As in many parts of western Africa, Guinea-Bissau's hospitals are few and far between. A journey of just 11 miles can take three hours by foot, or cost up to 10,000 francs (US$20) for a car, should one happen to be available.
Even if a mother gets to a hospital, families must purchase anesthesia drugs before emergency operations can take place. While Djau is hooked up to an IV, a brother is sent out to buy medicine to stop the blood loss.
He comes back with a plastic bag of drugs from the pharmacy, but the midwife tells him he's been given the wrong one. He sets off again, as their sister paces tearfully in the courtyard.
Medics explain that Djau is hemorrhaging badly because she didn't deliver the placenta after giving birth at home. Around 4 p.m., she suddenly begins to convulse in her bed.

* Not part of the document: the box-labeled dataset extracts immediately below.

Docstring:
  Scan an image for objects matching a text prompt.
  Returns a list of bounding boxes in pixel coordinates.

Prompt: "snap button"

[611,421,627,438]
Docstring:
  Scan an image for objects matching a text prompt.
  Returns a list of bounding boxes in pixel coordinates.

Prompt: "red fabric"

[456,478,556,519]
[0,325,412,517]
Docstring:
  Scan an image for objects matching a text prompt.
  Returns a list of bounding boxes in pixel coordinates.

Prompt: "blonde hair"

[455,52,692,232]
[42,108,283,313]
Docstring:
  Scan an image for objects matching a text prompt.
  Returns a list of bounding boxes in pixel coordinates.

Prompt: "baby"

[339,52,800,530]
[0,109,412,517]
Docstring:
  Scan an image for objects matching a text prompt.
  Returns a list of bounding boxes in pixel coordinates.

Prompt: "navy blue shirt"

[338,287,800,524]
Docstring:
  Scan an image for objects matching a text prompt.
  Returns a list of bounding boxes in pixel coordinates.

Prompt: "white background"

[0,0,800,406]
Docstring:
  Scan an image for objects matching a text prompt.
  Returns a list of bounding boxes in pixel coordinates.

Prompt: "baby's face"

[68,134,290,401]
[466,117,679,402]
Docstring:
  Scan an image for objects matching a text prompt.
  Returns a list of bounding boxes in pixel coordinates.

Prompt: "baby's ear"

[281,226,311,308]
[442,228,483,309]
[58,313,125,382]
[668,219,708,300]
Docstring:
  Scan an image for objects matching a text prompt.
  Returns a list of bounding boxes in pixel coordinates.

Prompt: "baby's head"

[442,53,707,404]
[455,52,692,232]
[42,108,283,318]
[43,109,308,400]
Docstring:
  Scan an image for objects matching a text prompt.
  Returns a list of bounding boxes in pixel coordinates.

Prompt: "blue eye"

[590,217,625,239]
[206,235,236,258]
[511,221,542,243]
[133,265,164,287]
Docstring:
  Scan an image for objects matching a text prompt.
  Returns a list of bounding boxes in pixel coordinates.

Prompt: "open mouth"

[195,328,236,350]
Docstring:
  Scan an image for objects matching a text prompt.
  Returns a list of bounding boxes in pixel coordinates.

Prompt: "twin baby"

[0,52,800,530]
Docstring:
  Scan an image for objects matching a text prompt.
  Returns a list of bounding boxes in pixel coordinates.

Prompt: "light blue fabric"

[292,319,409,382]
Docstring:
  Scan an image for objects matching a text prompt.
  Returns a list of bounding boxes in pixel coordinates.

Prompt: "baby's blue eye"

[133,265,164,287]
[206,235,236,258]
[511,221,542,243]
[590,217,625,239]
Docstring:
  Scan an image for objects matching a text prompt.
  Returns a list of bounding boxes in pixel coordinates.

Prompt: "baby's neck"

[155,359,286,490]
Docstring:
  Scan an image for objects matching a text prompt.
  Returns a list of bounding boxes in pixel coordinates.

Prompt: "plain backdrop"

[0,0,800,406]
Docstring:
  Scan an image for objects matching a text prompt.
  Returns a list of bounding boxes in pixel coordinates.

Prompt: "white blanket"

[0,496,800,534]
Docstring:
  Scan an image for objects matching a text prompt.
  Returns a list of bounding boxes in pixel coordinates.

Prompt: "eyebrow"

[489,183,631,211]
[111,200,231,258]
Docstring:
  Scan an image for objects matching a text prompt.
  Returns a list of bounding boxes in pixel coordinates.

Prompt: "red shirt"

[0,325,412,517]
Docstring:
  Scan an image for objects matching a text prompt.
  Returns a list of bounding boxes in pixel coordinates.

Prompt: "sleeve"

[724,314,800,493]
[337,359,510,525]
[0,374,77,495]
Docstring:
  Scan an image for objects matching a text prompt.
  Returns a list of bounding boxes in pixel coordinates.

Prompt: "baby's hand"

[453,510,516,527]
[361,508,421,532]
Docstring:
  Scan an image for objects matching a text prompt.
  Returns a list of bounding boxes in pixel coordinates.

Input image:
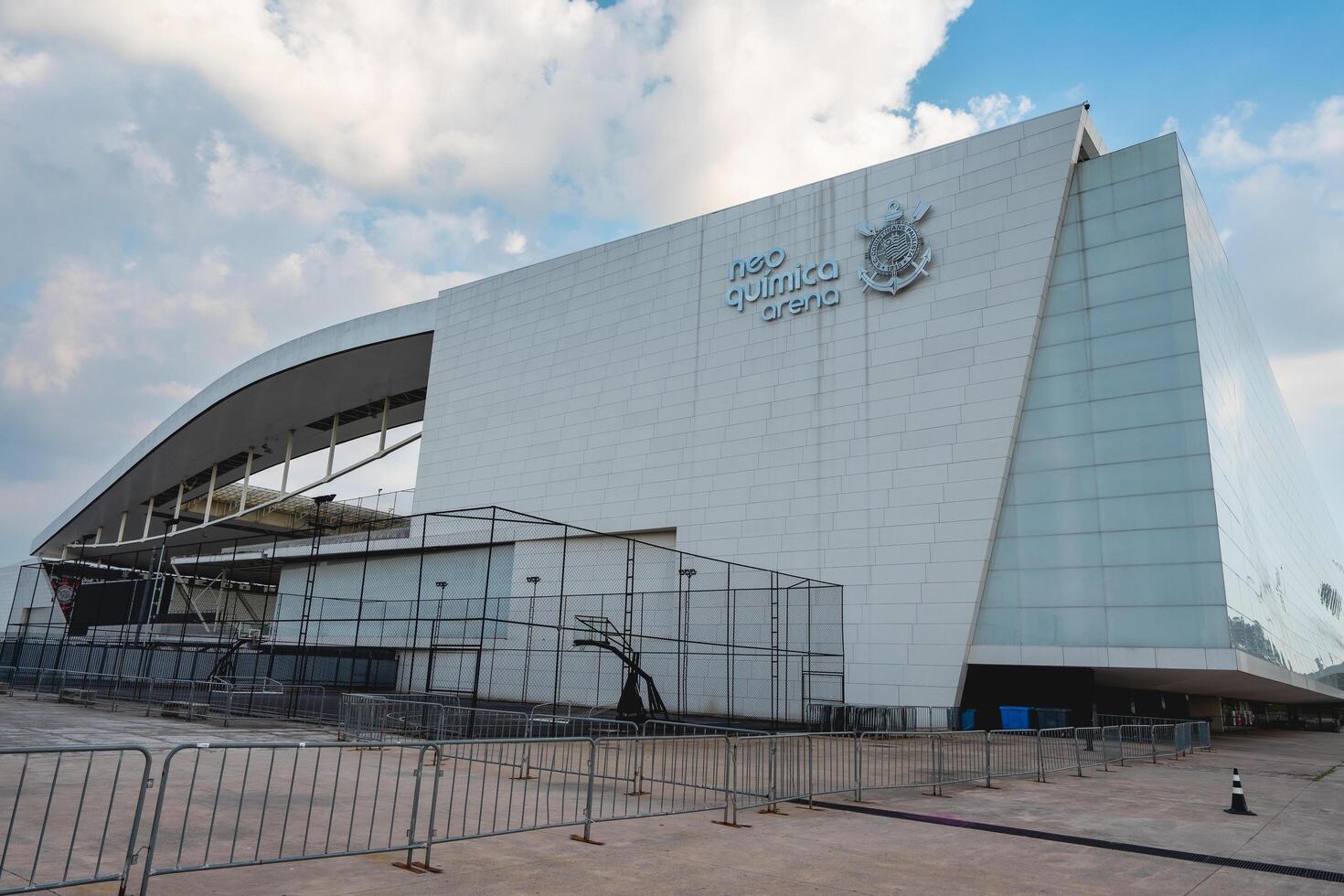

Their family cries of grief that echo through the ward indoors, where her husband wipes tears from his face as the midwife checks for a pulse one last time. The midwife covers her body and face with the same orange, brown and blue wax print fabric she had been wearing around her waist.
Not long after Djau's death, Aissato Sanha shuffles over to the maternity ward with her mother by her side. She's given her age as 18, but the midwife believes she's as young as 15.
It is a triumph for health workers that Aissato is here at all.
The hospital has a House of Mothers, a building just a few minutes' walk away from a delivery room, where women count down the anxious days to birth under close medical supervision.
Outreach teams from a program operated by Caritas and Catholic Relief Services now regularly head into remote villages to identify high-risk pregnant mothers and relocate some closer to medical services. The teams also train traditional birthing matrons, helping them to determine when it's time to get women to the hospital.
Such efforts have made inroads in sub-Saharan Africa: The United Nations reported recently that the number of women dying from pregnancy and childbirth has nearly halved over the last two decades.
But even now, and even at the hospital, it is touch-and-go. Generators only hum to life when a surgery is being performed. There is no power for refrigeration to store blood donations, and no electricity to run incubators for babies who have come too soon.
A typed list pinned to the bulletin board in the hallway shows the grim statistics at Gabu hospital alone: Four mothers died here in January, seven in February and three in March. There were no totals kept for April, when a military junta seized power, or for the chaotic month of May that followed.
As the sun falls, the head midwife at the hospital works with only a flashlight tucked under her chin and sometimes the glow of a candle on a nearby countertop to guide her.